Report incorrect documentation
Location of incorrect documentation

  • CuPy docs page: cupyx.signal.freq_shift — the Parameters section lists domain : string (freq or time), while the auto-generated signature at the top is cupyx.signal.freq_shift(x, freq, fs) (no domain). CuPy
  • Feature addition noted in the v13.1.0 release notes (“Add cupyx.signal.freq_shift ( Add cupyx.signal.freq_shift #8128 / [backport] Add cupyx.signal.freq_shift #8131)”), but no mention of a domain argument.

Describe the problems or issues found in the documentation

  • Mismatched API. The Parameters table documents a domain argument (freq or time), but the actual callable signature exposed in the docs omits it and accepts only (x, freq, fs). This discrepancy suggests either the parameter was planned but never implemented, or the docs were copied from a different design and not updated. Users attempting to pass domain= will get a TypeError: got an unexpected keyword argument 'domain'. The mismatch is visible directly on the doc page (signature vs. parameters list).
  • Ambiguity around input/return dtypes. The page describes x as “array_like, complex valued,” but does not clarify whether real-valued inputs are permitted and, if so, what the output dtype will be (e.g., whether it suppport promoting to complex64/complex128, or preserving dtype). The current page lacks a precise dtype contract and promotion rules.

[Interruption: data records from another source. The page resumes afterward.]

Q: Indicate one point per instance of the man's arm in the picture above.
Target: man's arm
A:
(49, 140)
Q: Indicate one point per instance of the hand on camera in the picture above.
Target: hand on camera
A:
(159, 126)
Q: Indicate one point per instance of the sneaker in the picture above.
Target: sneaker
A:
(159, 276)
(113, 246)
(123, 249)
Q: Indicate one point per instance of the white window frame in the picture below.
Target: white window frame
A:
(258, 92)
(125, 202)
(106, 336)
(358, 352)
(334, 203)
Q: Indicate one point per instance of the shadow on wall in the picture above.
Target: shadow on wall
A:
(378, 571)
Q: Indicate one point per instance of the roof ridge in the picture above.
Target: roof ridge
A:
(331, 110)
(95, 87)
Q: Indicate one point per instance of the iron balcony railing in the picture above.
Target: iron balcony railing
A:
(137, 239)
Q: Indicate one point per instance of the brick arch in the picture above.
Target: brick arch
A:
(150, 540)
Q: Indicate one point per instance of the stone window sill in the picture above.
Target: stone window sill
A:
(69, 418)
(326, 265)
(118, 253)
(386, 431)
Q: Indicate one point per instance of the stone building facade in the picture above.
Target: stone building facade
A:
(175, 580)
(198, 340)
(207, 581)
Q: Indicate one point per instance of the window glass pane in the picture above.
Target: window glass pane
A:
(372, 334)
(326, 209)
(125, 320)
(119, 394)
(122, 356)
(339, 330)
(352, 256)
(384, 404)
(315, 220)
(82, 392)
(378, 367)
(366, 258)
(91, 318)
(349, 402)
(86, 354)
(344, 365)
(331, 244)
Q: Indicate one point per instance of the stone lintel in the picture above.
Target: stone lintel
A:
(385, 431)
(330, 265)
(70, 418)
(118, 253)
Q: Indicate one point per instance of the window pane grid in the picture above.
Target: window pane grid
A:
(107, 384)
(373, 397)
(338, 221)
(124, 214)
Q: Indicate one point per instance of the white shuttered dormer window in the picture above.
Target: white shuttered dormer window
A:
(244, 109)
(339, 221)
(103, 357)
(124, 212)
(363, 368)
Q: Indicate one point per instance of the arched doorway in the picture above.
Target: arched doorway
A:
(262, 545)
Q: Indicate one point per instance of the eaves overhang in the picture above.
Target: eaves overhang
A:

Steps taken to verify documentation is incorrect

  1. Read the cupyx.signal.freq_shift documentation and observed the inconsistency between the signature and the parameters section.
  2. Reviewed the CuPy release notes around the addition of freq_shift and found no reference to a domain parameter.
  3. Compared with SciPy’s signal API surface to confirm there is no equivalent function and that users will rely on CuPy’s docs exclusively. SciPy

Suggested fix for documentation

  • Remove or reconcile the domain parameter on the cupyx.signal.freq_shift page. If the function is time-domain–only, explicitly state that and drop the domain row. If a domain switch is intended, update the signature to accept domain and document its behavior precisely (including defaults and error handling).
  • Clarify dtype semantics.
  • Whether x may be real-valued (float32/float64) and what the output dtype is (e.g., promote to complex with the matching precision).
  • Whether support complex precisions (complex64, complex128) and broadcast rules for scalar freq/fs.

A minimal example

import cupy as cp
from cupyx.signal import freq_shift

fs = 1000.0
t = cp.arange(0, 1.0, 1/fs)
f0 = 50.0
x1 = cp.exp(2j * cp.pi * f0 * t)
# y1 = freq_shift(x1, freq=100.0, fs=fs) # TypeError: Type is mismatched. x <class 'numpy.complex128'> <class 'numpy.float64'>

x2 = 0.1
y2 = freq_shift(cp.asnumpy(x2), freq=100.0, fs=fs) # passed, (0.1-0j)

Environment details:

  • Environment location: Bare-metal
  • Linux Distro/Architecture: [Ubuntu 20.04 x86_64]
  • GPU Model/Driver: [A800, driver 525.147.05]
  • CUDA: [12.9, V12.9.86]
  • Python: [3.12.11]
  • cuML version where it reproduces: 25.08
  • Method of cuDF & cuML install: conda
    • Due to the such long result, I prefer to paste the command line I used to create the virtual environment.
      conda create -n rapids-25.08 -c rapidsai -c conda-forge -c nvidia
      rapids=25.08 python=3.12 'cuda-version>=12.0,<=12.9'

Detailed Traceback

/data1/anaconda3/envs/rapids-25.08/lib/python3.12/site-packages/cupyx/jit/_interface.py:173: FutureWarning: cupyx.jit.rawkernel is experimental. The interface can change in the future. cupy._util.experimental('cupyx.jit.rawkernel') Traceback (most recent call last): File "/data1/cuml_testing/test.py", line 9, in y_up = freq_shift(x, freq=100.0, fs=fs) ^^^^^^^^^^^^^^^^^^^^^^^^^^^^^^^^ File "/data1/anaconda3/envs/rapids-25.08/lib/python3.12/site-packages/cupyx/signal/_filtering/_filtering.py", line 279, in freq_shift return _freq_shift_kernel(x, c) ^^^^^^^^^^^^^^^^^^^^^^^^ File "cupy/_core/_kernel.pyx", line 888, in cupy._core._kernel.ElementwiseKernel.__call__ File "cupy/_core/_kernel.pyx", line 931, in cupy._core._kernel.ElementwiseKernel._decide_params_type File "cupy/_core/_kernel.pyx", line 576, in cupy._core._kernel._decide_params_type_core TypeError: Type is mismatched. x

Idea or request for content

Report needed documentation
Because freq_shift is CuPy-specific (no SciPy analog), users lack a canonical reference for expected behavior, dtypes, and edge cases. The current page does not fully specify semantics (e.g., sign convention, output dtype for real inputs, handling of non-uniform sampling, or multi-dimensional inputs).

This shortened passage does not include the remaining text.